Adorno, em seu ensaio 'Teoria da Semicultura', ao analisar a cultura americana, percebeu nela uma “carência de imagens”. No mundo pré-capitalista, as imagens religiosas, os cultos, o folclore  que revestiam a existência de cores, assim como as imagens irracionais da Idade Média, se extinguiram deixando o homem carente delas. A partir disso,  a vida perdeu encantamento e sentido.  Com o desenvolvimento da sociedade capitalista, a vida foi modelada pela equivalência e pelas relações de troca. A vida se viu “desconsolada”. O homem teve necessidade de uma nova mitologia, ele precisou substituir as imagens e formas  através da semiformação: “(…) os meios de massa  adotaram uma mitologia substitutiva que em nada se compara aos fatos de um passado bem próximo ainda.
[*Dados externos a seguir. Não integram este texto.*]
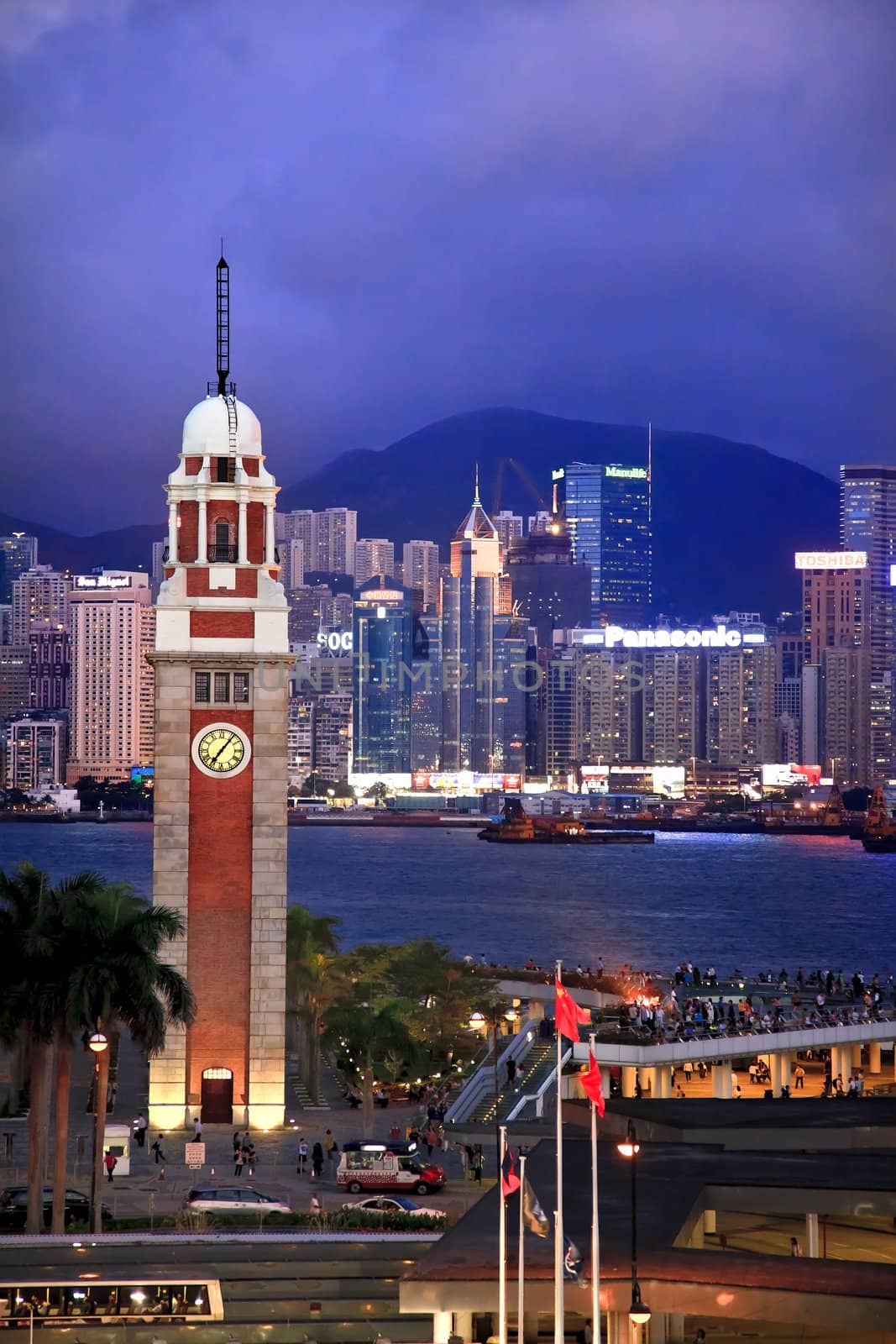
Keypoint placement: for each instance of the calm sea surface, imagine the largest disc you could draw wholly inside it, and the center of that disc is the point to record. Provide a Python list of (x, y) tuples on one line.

As estrelas de cinema, as canções de sucesso com suas letras e seus títulos irradiam um brilho igualmente calculado. (…) Por vezes, semblantes femininos – muito cuidados e quase sempre de uma beleza estonteante – se explicam por si mesmos como pictografia da semiformação. (…) A semiformação não se confina meramente ao espírito, adultera também a vida sensorial” (ADORNO, 1996, p.467).
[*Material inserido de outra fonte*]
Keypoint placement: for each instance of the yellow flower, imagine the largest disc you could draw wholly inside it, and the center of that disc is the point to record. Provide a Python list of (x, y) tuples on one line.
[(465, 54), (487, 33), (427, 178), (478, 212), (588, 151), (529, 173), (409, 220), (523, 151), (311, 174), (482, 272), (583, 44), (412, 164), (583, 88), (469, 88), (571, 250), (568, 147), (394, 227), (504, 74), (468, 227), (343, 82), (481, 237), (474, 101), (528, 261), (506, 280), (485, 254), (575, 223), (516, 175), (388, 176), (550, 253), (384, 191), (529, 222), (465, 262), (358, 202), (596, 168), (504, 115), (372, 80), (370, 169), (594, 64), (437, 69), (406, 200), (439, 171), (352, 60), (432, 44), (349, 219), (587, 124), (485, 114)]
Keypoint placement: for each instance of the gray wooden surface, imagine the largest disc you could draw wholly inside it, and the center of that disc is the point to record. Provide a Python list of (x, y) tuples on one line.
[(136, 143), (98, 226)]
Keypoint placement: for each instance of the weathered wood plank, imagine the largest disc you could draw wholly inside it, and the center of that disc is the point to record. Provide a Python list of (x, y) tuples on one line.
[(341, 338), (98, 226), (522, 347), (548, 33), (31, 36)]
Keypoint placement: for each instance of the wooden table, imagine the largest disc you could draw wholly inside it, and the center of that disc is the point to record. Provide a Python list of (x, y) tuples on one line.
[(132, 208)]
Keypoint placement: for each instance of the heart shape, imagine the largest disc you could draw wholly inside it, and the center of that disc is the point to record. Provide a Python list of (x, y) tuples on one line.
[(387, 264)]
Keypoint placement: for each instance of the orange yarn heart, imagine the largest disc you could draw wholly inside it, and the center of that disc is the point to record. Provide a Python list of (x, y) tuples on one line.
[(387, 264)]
Foi através das imagens criadas pela indústria cultural que o mundo foi ideologizado. A ideologização da vida tem sua origem nos movimentos totalitários. O regime nazista,  a fim de reforçar seu ideário político na mentalidade da população, fez uso da propaganda através do cinema e do radio. A partir daí  a “indústria cultural”  encontrou nas imagens sua expressão mais influente. Através destes meios, houve a propagação de ideias como o "embelezamento da vida",  "rituais de limpeza", "culto ao corpo" e a apologia da eugenia. Foi através dessa ideologização da vida que seis milhões de vida foram ceifadas pelo sistema totalitário na Alemanha. 
Um bom exemplo da ideologização da vida são as novelas brasileiras, onde não há fealdade, tudo é limpo, belo, decente. O rico se apaixona pela moça pobre, a empregada torna-se  parte da família, o pobre [rapidamente] enriquece.  Todos os conflitos são resolvidos, todos os sonhos são realizados, todo sofrimento é apaziguado.   As imagens  do galã bonito, do adolescente rebelde, das mulheres esbeltas, dos conflitos fúteis,   do carro conversível, dos apartamentos aconchegantes, dos edifícios espelhados, das ruas de cidadezinhas com pessoas alegres, da feira de domingo, constituem a ideologia desta sociedade.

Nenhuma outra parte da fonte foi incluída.